Che tra l'altro è una delle mie pietre preferite...assieme al turchese.

ma in dettaglio il Direttore dei Musei Civici parla di azzurrite.... può essere come dici tu Marshall, per la volta Giotto ha sicuramente usato il blu di lapislazzuli e per i laterali azzurrite, o ha mischiato oltremare e azzurrite.

Di più potrebbe sapere Dionisio....

marshall ha detto...

...certamente Josh,
e a tal propositi mi viene ora in mente un'altra cosa che avevo letto tra i vari link, ma non ricordo in quale, che i frati (quindi si trattava di qualche chiesa o monastero) consegnavano la mattina, prima dell'inizio lavori, una certa dose o quantità di lapislazzuli, e i pittori più maldestri (quasi tutti, a quanto pare), dato che il materiale veniva venduto allo stesso prezzo dell'oro (ho detto bene: costava come l'oro!), ci facevano la cresta, mischiandolo con l'azzurrite (che costava, ma valeva anche meno, e durava poco tempo) e il lapislazzulo messo da parte se lo vendevano, arrotondando il compenso per il lavoro di pittura.

Come vedi, caro Josh, anche questa sembra una favola uscita dalla penna di un narratore. E invece, stando a quel che ho appreso, avveniva proprio così. E dato che Dionisio conosce bene il mondo dei pittori, essendo lui stesso un pittore, credo conosca assai bene questi anneddoti o storie.

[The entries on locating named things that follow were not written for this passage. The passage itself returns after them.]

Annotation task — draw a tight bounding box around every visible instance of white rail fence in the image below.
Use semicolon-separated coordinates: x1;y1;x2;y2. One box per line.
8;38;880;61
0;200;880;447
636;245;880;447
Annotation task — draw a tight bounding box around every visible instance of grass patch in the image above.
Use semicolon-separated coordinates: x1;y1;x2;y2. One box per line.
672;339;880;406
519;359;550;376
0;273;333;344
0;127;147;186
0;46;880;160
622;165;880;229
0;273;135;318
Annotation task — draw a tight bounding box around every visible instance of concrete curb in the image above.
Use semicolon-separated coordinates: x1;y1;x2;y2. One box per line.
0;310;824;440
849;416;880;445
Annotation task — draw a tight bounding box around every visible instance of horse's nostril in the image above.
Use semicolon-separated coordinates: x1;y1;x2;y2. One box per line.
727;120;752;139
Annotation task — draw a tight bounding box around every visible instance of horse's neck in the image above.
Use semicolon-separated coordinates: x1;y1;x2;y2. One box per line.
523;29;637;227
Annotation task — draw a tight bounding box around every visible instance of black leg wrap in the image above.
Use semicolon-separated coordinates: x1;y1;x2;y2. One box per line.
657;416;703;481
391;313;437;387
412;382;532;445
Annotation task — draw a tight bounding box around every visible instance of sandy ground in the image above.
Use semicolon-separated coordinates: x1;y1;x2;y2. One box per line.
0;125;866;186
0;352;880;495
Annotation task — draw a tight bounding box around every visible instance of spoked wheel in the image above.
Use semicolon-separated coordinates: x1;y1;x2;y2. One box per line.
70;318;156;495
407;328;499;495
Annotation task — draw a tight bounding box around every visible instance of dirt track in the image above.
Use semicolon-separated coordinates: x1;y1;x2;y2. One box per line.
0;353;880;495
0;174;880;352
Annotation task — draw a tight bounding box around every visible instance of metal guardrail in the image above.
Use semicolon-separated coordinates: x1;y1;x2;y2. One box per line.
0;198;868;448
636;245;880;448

Ti ringrazio per i complimenti, che, detti da un vero professore di Storia dell'Arte come te, valgono per tantissime volte quelli di un profano. Ma ti dirò che, parlando appunto con dei profani di questo argomento sulla Cappella degli Scrovegni, allungandola poi con quanto conosco di Dante a Padova in quel periodo, li ho lasciati tutti a bocca aperta, e mi stanno pressando affinchè tenga lì da loro qualche "lezione sull'argmento", nella famosa Università del Tempo Libero.

Ti ringrazio e ti saluto.
Ciao.

Hesperia ha detto...

In attesa che l'artigiano Dionisio dica la sua, io credo che solo chi effettua i restauri degli affreschi ha la certezza quasi matematica dei materiali impiegati. Lì'ipotesi di Josh del metà e metà, sembrerebbe la più verosimile.
Anche a me, Josh piace tanto la pietra e mi hanno regalato per Natale un paio di orecchini lapis e oro. Inoltre nel castello di Baviera di Neuschwanstein detto il castello di Ludwig ci sono stanze che hanno addirittura interi colonnati in lapislazzulo. Mi riferisco a quelle del Lohengrin. Una meraviglia!

E' piaciuta molto anche a me l'idea di Marsh di mescolare la Borsa, la cuccagna, il pastel e i vari materiali. Magari fossimo ora nel paese della Cuccagna! Chissà invece cosa ci aspetta....

paolo ha detto...

C'è anche il China Blue o blu di Cina molto usato nelle porcellane inglesi e che in origine si trovava nelle antiche e finissime porcellane tradizionali cinesi. Però non saprei dire il pigmento impiegato per farlo. Comunque è vero che il blu in natura è difficile da farsi.
Saluti

marshall ha detto...

Paolo,
grazie del contributo. Sarebbe interessante se qualcuno ci racconta della fonte di provenienza di quel tipo di blu.
Mi informo se per caso ne sa qualcosa il mio amico di Venezia, Fausto. Chissà se nella storia c'entra Marco Polo?